Four Ways Memory Rots¶
I have been running the full three-layer stack in production since late January. Here are the specific rot patterns I observed, in the order I noticed them.

1. Topic Files Go Stale¶
You add a topic file about a client engagement. It contains architecture notes, contact details, meeting summaries. The engagement ends. The file stays in your routing index. Every session, the model "knows" about a project that finished two months ago.
The danger is not that the file exists. The danger is that the routing index — MEMORY.md, in my case — still points to it. A session about an entirely different client can accidentally load the stale file via keyword overlap. The model then arrives with context about the wrong engagement, and you spend the first ten minutes unwinding assumptions it should never have made.
2. Hot Topics Become Cold¶
I worked intensively on lib-pcb for 11 calendar days in January. The topic file grew to hundreds of lines. Then I moved on. Eight weeks later, the file was still in the routing index, still loaded when certain keywords appeared in conversation. The model "knew" about lib-pcb's internal architecture, even when the session was about something entirely different.
This is subtler than staleness. The content is accurate — lib-pcb's architecture has not changed. But the relevance has. Loading 400 lines of lib-pcb context into a session about regulatory compliance is pure noise. It consumes context window space and pushes out content that actually matters.
3. New Knowledge Has No Home¶
Sessions accumulate insights that never propagate to topic files. I discover a build quirk in Synthesis. I debug a deployment issue. I make a decision about API design. All of this lives in the session transcripts — the episodic layer. None of it automatically updates the topic files — the semantic layer.
Over weeks, the gap widens. The episodic layer grows (3,000+ sessions). The semantic layer stays static (the same 20 topic files, many untouched for weeks). The model can find what happened via synthesis sessions search, but the structured knowledge it loads at session start drifts further from reality.
This is the propagation problem. Knowing what happened (episodic) does not automatically update what we know (semantic). That propagation is still manual in my stack. I suspect it is manual in everyone's stack, because the alternative — automated summarisation of sessions into structured knowledge — requires an LLM in the maintenance loop, which creates a circular dependency I will come back to.
4. The Index Lies¶
MEMORY.md says: "For Synthesis CLI patterns, read synthesis-notes.md." But synthesis-notes.md was written when Synthesis was at v1.15.0. It is now v1.27.0. Twelve minor versions of changes, new commands, new flags, changed behaviours. The pointer in MEMORY.md is valid — the file exists, the path is correct. The knowledge behind the pointer is stale.
A stale routing index does not produce an error. It produces quiet misdirection. The model loads synthesis-notes.md, reads about commands that no longer exist or flags that have changed, and proceeds with outdated assumptions. You only notice when the output is wrong, and by then you have spent tokens on reasoning from bad premises.

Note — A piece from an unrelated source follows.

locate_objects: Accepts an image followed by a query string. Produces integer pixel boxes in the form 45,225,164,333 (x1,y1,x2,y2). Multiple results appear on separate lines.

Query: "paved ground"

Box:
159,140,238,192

The Principle: Freshness Beats Completeness¶
Running the full stack for ten weeks forced a principle I would not have articulated from theory alone:
A thin, current index is worth more than a comprehensive, stale one.
Five entries in MEMORY.md that are all accurate right now are more useful than fifty entries where thirty percent of the links point to outdated content. This feels counterintuitive — more knowledge should be better. But more knowledge is only better if the knowledge is true. When it is not, every additional entry is a potential misdirection.
The corollary: the maintenance burden of a memory system is proportional to its size. A small memory system that you can keep current is strictly better than a large one that rots. "Memory yields to reality. Always." is the operating principle. But you need infrastructure to enforce it, because the natural tendency is accretion without pruning.

What We Built: topic-health and topic-triage¶
Synthesis v1.27.0 ships two new commands that address memory rot directly. Neither uses an LLM. Both run in milliseconds.
topic-health: Who's Hot, Who's Cold¶
synthesis topic-health scans all markdown files in the memory directory, extracts keywords from filenames, and queries the session store via FTS5 to count how many sessions referenced each topic in the last 30 days. It then computes a hotness score:
The formula weights session engagement at 60% and recency at 40%. A topic file that appears in many recent sessions scores high. A topic file that nobody has referenced in weeks and has not been modified in two months scores low.
Output: a HOT / WARM / COLD classification for each file, sorted by hotness. HOT is anything above 0.6. WARM is 0.3 to 0.6. COLD is below 0.3.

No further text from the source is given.